Saturday, June 26, 2004

Calling CSPAN - manners matter

I am not at all a morning person and I'm rarely awake in time to call in to the Washington Journal. However, it was early today when I flipped on CSPAN. The host is reading a piece on the UN report promoting the fiction that the eradication efforts in Colombia have actually had any effect on the availability of cocaine in the US, a story we covered here four days ago. I decide to call in on the listener line, as they repeatedly invite you to do. Keep in mind that I am so low tech, I don't even have a cordless phone much less a cell, so I can't hear or see the television while I'm using my only phone.

It's my first time calling. The only rule I know about is you're allowed one call in 30 days. It takes a long time but I get through. The guy answers the phone, "Good morning CSPAN, should the Greens nominate Ralph Nader?"

Not the greeting I expected but I answered without missing a beat, "Sure but what good would it do?"

I figured it might be some kind of competency test. After asking when my last call was, he muttered something I didn't catch about my TV set and told me I'd be on the air. I can now hear the program again, and sure enough they are talking about Nader.

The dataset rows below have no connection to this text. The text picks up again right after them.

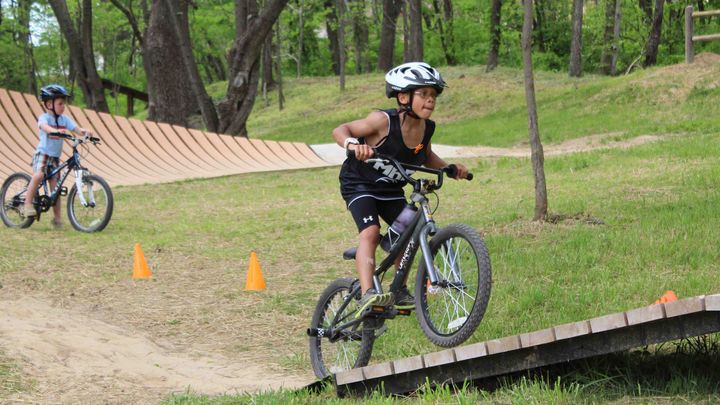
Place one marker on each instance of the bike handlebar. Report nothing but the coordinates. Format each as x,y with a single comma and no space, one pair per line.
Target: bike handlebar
450,170
73,138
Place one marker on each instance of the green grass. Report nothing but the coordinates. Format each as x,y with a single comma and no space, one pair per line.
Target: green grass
658,203
489,108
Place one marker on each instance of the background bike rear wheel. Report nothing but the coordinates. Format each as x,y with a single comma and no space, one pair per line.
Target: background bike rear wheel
354,348
450,312
12,196
95,215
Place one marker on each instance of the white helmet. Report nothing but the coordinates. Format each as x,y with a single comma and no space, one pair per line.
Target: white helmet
412,75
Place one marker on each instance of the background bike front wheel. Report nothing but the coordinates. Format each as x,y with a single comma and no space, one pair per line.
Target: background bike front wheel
450,312
94,214
353,346
12,196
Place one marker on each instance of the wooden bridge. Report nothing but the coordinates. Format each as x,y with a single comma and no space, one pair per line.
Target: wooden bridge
563,343
139,152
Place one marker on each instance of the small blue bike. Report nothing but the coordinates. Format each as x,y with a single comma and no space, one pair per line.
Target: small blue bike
89,202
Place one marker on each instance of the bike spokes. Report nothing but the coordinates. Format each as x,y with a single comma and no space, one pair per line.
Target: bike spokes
451,310
12,196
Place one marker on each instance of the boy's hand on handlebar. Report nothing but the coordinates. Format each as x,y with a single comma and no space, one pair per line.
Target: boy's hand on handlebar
362,152
458,171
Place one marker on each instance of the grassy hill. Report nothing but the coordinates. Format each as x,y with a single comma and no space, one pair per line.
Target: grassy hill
658,204
489,108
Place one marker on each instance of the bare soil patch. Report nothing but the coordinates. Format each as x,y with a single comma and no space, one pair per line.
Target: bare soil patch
76,358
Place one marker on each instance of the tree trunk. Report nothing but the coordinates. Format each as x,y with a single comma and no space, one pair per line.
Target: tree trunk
495,35
361,36
576,44
82,58
540,25
278,68
444,23
416,33
301,37
391,11
653,43
24,38
178,18
341,41
244,67
606,56
646,7
167,78
537,155
331,24
267,63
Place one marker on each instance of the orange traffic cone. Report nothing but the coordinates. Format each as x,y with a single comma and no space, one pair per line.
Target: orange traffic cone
669,296
140,267
255,280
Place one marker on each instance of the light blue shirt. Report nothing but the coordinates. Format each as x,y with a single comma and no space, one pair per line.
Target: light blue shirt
49,146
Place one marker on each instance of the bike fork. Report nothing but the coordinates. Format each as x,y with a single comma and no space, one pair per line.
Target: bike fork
78,184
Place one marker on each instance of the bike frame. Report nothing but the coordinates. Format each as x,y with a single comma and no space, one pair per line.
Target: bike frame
422,226
72,163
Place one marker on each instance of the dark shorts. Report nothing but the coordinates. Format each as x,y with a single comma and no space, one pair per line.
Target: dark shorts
367,210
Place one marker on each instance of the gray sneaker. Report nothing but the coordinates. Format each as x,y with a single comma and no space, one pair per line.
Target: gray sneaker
403,299
29,212
372,297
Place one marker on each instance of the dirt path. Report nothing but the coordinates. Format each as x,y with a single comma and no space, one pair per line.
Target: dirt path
76,359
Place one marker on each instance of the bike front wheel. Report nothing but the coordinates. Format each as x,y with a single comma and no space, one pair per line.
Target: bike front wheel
12,196
450,311
332,350
90,207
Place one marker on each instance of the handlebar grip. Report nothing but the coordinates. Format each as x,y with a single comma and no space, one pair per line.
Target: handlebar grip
451,171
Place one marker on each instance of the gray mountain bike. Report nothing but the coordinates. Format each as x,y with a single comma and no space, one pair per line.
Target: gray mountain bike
89,202
452,285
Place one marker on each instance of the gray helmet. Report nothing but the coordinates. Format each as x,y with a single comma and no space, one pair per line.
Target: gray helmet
53,91
412,75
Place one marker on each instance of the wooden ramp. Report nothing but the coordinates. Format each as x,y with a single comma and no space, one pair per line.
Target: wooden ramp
492,359
138,152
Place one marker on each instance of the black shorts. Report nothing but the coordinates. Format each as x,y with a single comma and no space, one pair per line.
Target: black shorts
366,210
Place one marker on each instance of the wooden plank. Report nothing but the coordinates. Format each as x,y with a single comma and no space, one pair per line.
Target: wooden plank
581,345
408,364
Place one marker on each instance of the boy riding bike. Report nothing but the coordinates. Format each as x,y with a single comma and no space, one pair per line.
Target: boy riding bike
373,191
49,149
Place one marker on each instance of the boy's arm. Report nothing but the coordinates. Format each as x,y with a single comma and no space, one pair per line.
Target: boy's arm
346,135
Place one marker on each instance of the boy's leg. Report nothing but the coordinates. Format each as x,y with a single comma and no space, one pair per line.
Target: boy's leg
57,206
29,209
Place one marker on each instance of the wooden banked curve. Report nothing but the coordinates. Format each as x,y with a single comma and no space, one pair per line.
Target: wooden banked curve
563,343
139,152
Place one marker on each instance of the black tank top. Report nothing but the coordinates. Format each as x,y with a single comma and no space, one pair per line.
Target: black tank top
377,179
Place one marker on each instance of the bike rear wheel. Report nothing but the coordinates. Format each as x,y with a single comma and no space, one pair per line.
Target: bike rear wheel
450,312
352,347
93,214
12,196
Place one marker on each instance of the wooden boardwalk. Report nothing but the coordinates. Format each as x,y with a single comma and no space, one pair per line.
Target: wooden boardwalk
139,152
578,340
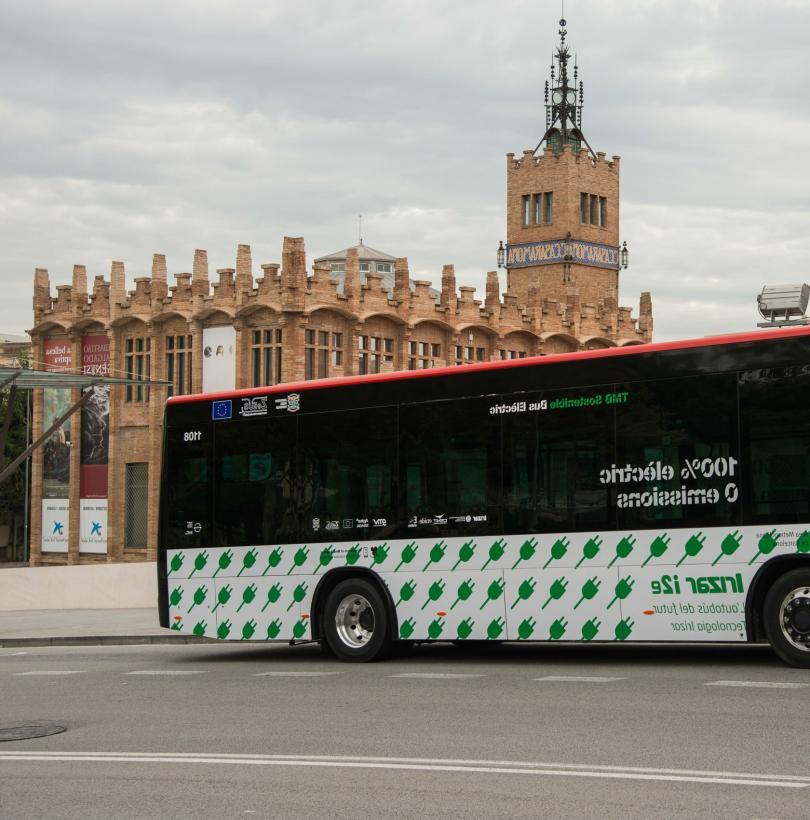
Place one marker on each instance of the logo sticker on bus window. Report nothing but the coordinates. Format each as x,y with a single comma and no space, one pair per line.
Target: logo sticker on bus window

Now I have a lot to say about Ralph Nader, and in retrospect I suppose I could have used his position on drug policy to segue into my point on the earlier piece but at that hour, I didn't think that quickly. I hung up so as not to be trapped into wasting my call on Ralph's ego problem.

I call back and get through again. I overhear the guy complaining to his co-worker about how crazy the morning has been as he's picking up the phone. When I tell him I don't want to talk about Nader, he tells me the open phone thing has ended and to try again in an hour. So I try to ask if I'll be able to talk about the story then because I think the UN report is dangerously inaccurate and it's the only issue I want to address. He hangs up on me in mid-sentence.

I don't care if he's disinterested, but he knew it was my first time and could have spent the extra 15 seconds to let me finish the sentence and tell me what their policy is on bringing up topics from earlier segments so I would know whether it was worth spending my time trying to get through. I found this unpleasant exchange so irritating that not only did I not try calling again, I switched off the program altogether.

It's this kind of rudeness that contributes to the overall deterioration of civil society. If CSPAN's phone screeners are too indifferent and/or too harassed to be polite, the least they could do is transfer you to a pre-recorded set of guidelines. Hanging up on inexperienced callers hardly seems a way to encourage a wide range of fresh viewpoints, nor a way to retain viewers.